Se este acordo for ratificado, esses produtos poderão entrar.
E os direitos laborais também estão em risco?
O TTIP e o CETA podem colocar em causa os direitos de negociação coletiva, que são a base fundamental do modelo empresarial português. Eles dificultam a negociação coletiva, a organização e fomentam a precariedade do trabalho, harmonizando, com base nos EUA, por exemplo a proteção no desemprego e outros direitos que serão diminuídos. É uma corrida para o fundo, uma corrida para baixo.
O que ganha a União Europeia com este acordo?

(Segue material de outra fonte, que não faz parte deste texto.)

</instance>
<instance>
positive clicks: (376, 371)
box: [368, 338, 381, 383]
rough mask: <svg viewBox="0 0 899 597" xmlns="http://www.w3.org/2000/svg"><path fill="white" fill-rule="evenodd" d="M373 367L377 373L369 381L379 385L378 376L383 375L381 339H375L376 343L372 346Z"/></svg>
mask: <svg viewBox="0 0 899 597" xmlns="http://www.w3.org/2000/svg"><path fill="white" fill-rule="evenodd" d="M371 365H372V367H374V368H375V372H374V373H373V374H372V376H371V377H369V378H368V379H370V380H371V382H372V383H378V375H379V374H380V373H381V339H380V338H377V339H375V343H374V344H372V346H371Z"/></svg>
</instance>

Existem benefícios. E há três tipos de argumentos. Primeiro, o incremento da exportação de produtos ou serviços muito específicos. É o caso dos produtos de origem controlada (DOC). Depois, temos falsos argumentos positivos, sobretudo dois que são mais identificados por associações e confederações empresariais em Portugal. Um deles é o aumento das exportações no setor agrícola, de legumes e frutas. Há um fator que não é considerado. Em termos de produção deste tipo de produtos, os estados do sul dos EUA são extremamente bem sucedidos.
Os EUA exigem um aumento do mercado agrícola europeu sob ameaça de dificultarem a exportação de carros da UE?
Os EUA, com base nos documentos que foram divulgados, exigem uma abolição completa das taxas alfandegárias do produtos agrícolas. Em termos de têxteis, que são o terceiro argumento, diz-se que este acordo irá beneficiar a exportação. Todavia, os representantes das associações de produtores não referem um aspeto fundamental: o TTIP está a ser negociado com países do norte e do centro da América, e com os países do Pacífico, que são os maiores exportadores mundiais de têxteis. Ou seja, iriam exportar para os EUA e estes exportariam para a Europa. Se, em Portugal, os produtores já se queixam que, desde a abertura aos têxteis da China, houve uma enorme diminuição da produção nacional, então a abertura a estes produtos seria muito má para o nosso país e iria diminuir a competitividade nacional.
A plataforma a que pertence lançou na internet uma petição para que os partidos votem e enviem à UE uma moção que trave as negociações do TTIP?
Queremos dos partidos uma posição de repúdio, um apelo à suspensão das negociações do TTIP e a votação no Parlamento do CETA, que é um primeiro teste à entrada em vigor de acordos como o TTIP.